In a landmark move, Norway will become the 14th European country to phase out fur farming. The country's newly formed coalition government announced a manifesto pledge to ban all fur farming nationwide by 2025.
Once the world's largest producer of fox fur — the market is now dominated by China — Norway sees nearly one million foxes and mink intensively bred and killed for their fur coats each year, Reuters reports. According to the Norwegian Fur Breeders Association, the country currently has around 200 fur farms; for animals, fur farms mean a life in cramped, barren cages with painful deaths by gassing or electrocution. Thus, this promise is not just one being praised by animal rights groups — it will also inevitably send ripples through the fashion industry, considering the international fur trade is a market estimated to be worth over $40 billion and to employ over one million people.
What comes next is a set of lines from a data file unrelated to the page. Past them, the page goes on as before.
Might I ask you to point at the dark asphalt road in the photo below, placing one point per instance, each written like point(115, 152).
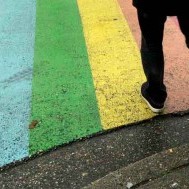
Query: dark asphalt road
point(78, 164)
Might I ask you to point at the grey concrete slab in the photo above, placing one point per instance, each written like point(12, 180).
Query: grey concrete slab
point(169, 168)
point(78, 164)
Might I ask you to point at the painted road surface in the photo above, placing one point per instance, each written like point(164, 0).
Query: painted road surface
point(17, 28)
point(71, 69)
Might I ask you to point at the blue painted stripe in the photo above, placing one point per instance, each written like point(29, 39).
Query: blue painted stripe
point(17, 33)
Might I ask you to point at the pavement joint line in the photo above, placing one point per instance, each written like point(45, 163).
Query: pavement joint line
point(104, 132)
point(147, 169)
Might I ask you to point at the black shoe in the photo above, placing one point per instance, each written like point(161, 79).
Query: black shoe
point(154, 99)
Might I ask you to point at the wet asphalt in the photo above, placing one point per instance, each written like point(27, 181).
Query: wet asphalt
point(78, 164)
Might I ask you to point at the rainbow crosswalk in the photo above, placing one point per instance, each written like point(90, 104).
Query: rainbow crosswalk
point(68, 69)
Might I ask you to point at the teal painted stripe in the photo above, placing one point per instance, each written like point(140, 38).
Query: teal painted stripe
point(17, 27)
point(64, 102)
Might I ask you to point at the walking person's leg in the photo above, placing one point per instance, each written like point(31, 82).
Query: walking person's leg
point(154, 90)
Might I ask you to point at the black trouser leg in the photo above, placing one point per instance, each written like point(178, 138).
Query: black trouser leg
point(152, 28)
point(184, 26)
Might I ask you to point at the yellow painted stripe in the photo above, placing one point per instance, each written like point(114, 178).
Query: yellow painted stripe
point(115, 63)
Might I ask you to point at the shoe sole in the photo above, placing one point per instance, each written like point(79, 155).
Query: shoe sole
point(155, 110)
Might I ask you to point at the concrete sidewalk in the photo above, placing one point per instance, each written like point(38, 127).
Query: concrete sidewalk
point(81, 163)
point(168, 169)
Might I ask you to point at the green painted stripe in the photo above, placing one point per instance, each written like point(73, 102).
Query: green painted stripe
point(63, 101)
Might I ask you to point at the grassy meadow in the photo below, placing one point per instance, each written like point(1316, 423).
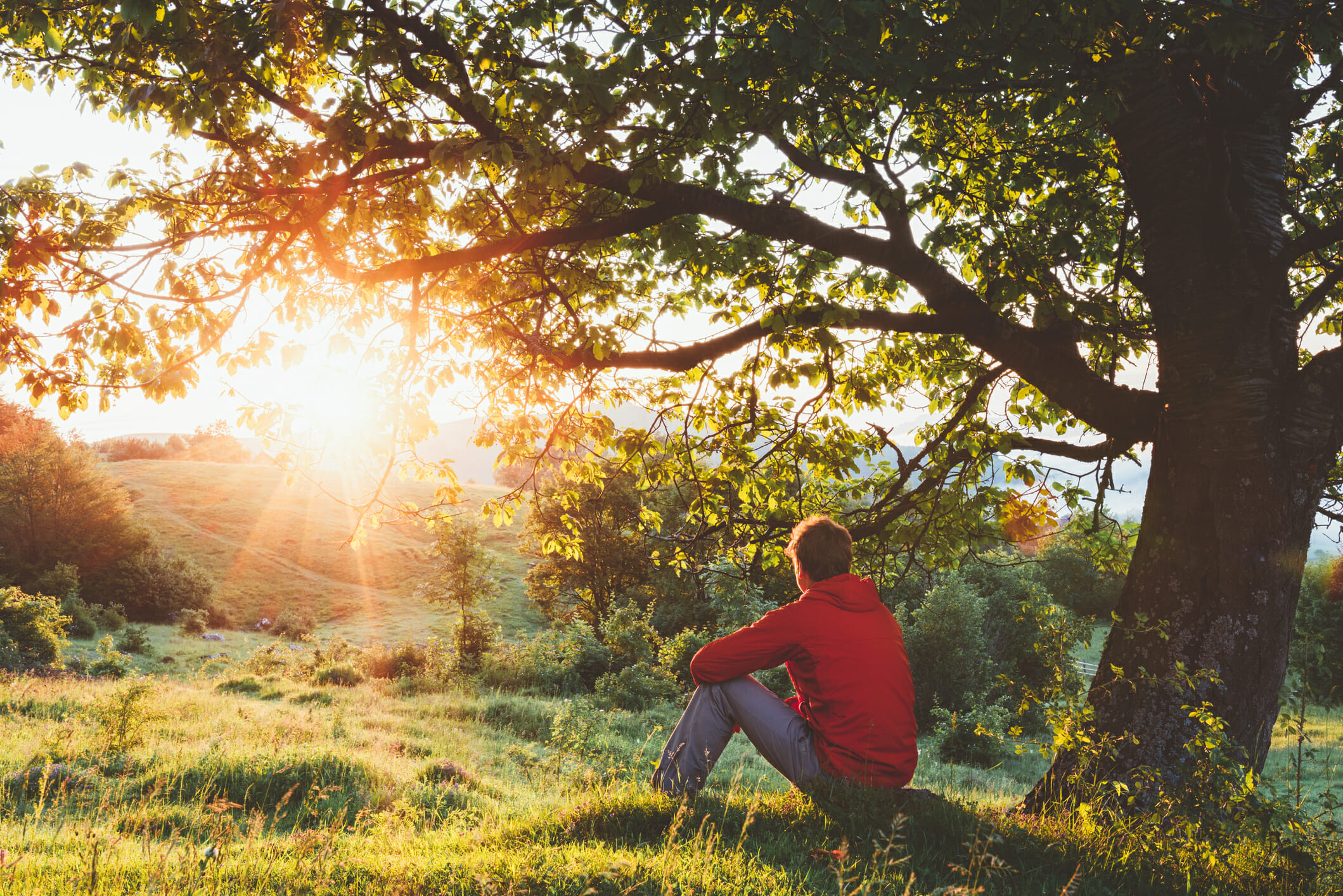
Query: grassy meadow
point(217, 779)
point(270, 544)
point(214, 770)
Back in March of 2016, Giorgio Armani pledged to go fur-free, but the conversation was sparked once again in October of last year with Gucci's announcement that, beginning with its spring 2018 collection, it would no longer use mink, fox, rabbit, Karakul lamb, and raccoon dog as part of its new 10-year “Culture of Purpose” sustainability plan. “Being socially responsible is one of Gucci’s core values, and we will continue to strive to do better for the environment and animals," Gucci president and CEO Marco Bizzarri said in London during the 2017 Kering Talk at the London College of Fashion. "Gucci is excited to take this next step and hopes it will help inspire innovation and raise awareness, changing the luxury fashion industry for the better.”
The statement clearly made waves, causing other design houses to reevaluate their own relationship with fur. Just weeks later, Michael Kors and its recently acquired brand Jimmy Choo also pledged to phase out fur by the end of 2018. “Due to technological advances in fabrications, we now have the ability to create a luxe aesthetic using non-animal fur," Kors said. "We will showcase these new techniques in our upcoming runway show in February.”
In a statement, Ruud Tombrock, executive director of Humane Society International, said: "Consumers are turning their backs on the bloody fur trade, and it is only right that Norway’s politicians enable Norway to join the fast-growing list of compassionate nations refusing to allow cruel fur farming within their borders.” Though the ban is currently awaiting a parliamentary vote, the majority of the country's political parties are expected to support it.
When smaller and independent brands make the use of faux fur so appealing (see: Shrimps), and influential global houses like Stella McCartney, Gucci, and Michael Kors lead the way to an industry free of fur, we can only hope 2018 signals the tipping point for brands to take more accountability — and to invest in more sustainable and cruelty-free alternatives. Because there's absolutely no need for style to cost innocent lives.